The ndb_mgmd waits for all of its thread to notice it want to shutdown before continuing with the shutdown. There is currently nothing forcing the ndb_mgmd down until that has occured. Normally each thread is reading from its client and waking up (at least) each 30 seconds when the read timeout occurs. It will then checked it the thread should return and disconnect any connected clients(for example another ndb_mgm or mysqld etc).

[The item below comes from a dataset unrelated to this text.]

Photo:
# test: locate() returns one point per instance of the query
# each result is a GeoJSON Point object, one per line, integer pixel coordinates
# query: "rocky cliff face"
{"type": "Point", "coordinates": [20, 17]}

We should maybe change the loop that wait for all threads to exit so that it continues anyway after 2 * read timeout.
[14 Jan 2009 22:03] Bugs System
A patch for this bug has been committed. After review, it may
be pushed to the relevant source trees for release in the next
version. You can access the patch from:

  http://lists.mysql.com/commits/63265

3216 Magnus Svensson	2009-01-14
      Bug#42056 ndb_mgmd hang on STOPing the management node - part2
       - Continue sthutdown of ndb_mgmd even if not all threads/sessions
         has stopped within 2*MgmApiSession::SOCKET_TIMEOUT(currently 30 seconds)
       - Print a message if not all sessions has stopped and shutdown continues anyway
       - Add constant for SOCKET_TIMEOUT to used when a MgmApiSession read or write
         to the client, as well as when shutting down all sessions.
[15 Jan 2009 9:28] Bugs System
Pushed into 5.1.30-ndb-6.4.1 (revid:msvensson@mysql.com-20090115092607-p44knf2evmkfncj7) (version source revid:msvensson@mysql.com-20090115092607-p44knf2evmkfncj7) (merge vers: 5.1.30-ndb-6.4.1) (pib:6)
[15 Jan 2009 15:43] Jon Stephens
Documented in the NDB-6.4.1 changelog as follows:

        The management server would hang after attempting to halt it
        with the STOP command in the management client.

Set status back to PQ awaiting telco-6.3 merge.
[16 Jan 2009 14:34] Magnus Blåudd
There is no patch for 6.3, that was fixed by the bug I mentioned previously.
[16 Jan 2009 20:12] Jon Stephens
Noted in changelog entry that this bug is related to Bug #40922. Closed.